The Financial Conduct Authority is investigating the role of former senior directors at the troubled Co-operative Bank, according to reports.
Co-op’s senior executives have faced a series of grillings by the Treasury select committee in recent months over a failed deal to buy 632 Lloyds Banking Group branches, known as ‘Project Verde’, and a £1.5bn capital shortfall.
The former Labour councillor was caught on video by the Mail on Sunday buying crystal meth and crack cocaine.
The Telegraph reports the FCA is investigating roles of senior individuals in the run-up to the capital shortfall being uncovered in June 2013.
According to the paper, the probe is focusing on whether there were any regulatory breaches by the directors in relation to the regulatory capital position of the bank and the way that provisions were accounted for in relation to loan impairments.
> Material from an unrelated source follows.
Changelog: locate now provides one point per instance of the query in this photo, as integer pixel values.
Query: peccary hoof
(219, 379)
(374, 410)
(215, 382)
Yesterday, Prime Minister David Cameron called for a regulatory inquiry into the appointment of Flowers.
Speaking at Prime Minister’s Questions yesterday, he said: ”The Chancellor will be discussing with the regulators the appropriate form of inquiry. There are clearly a lot of questions that need to be answered.
“Why was Reverend Flowers judged suitable to be chairman of a bank? Why weren’t alarm bells rung earlier, particularly by those who knew? It will be important that if anyone does have information they provide it to the authorities.”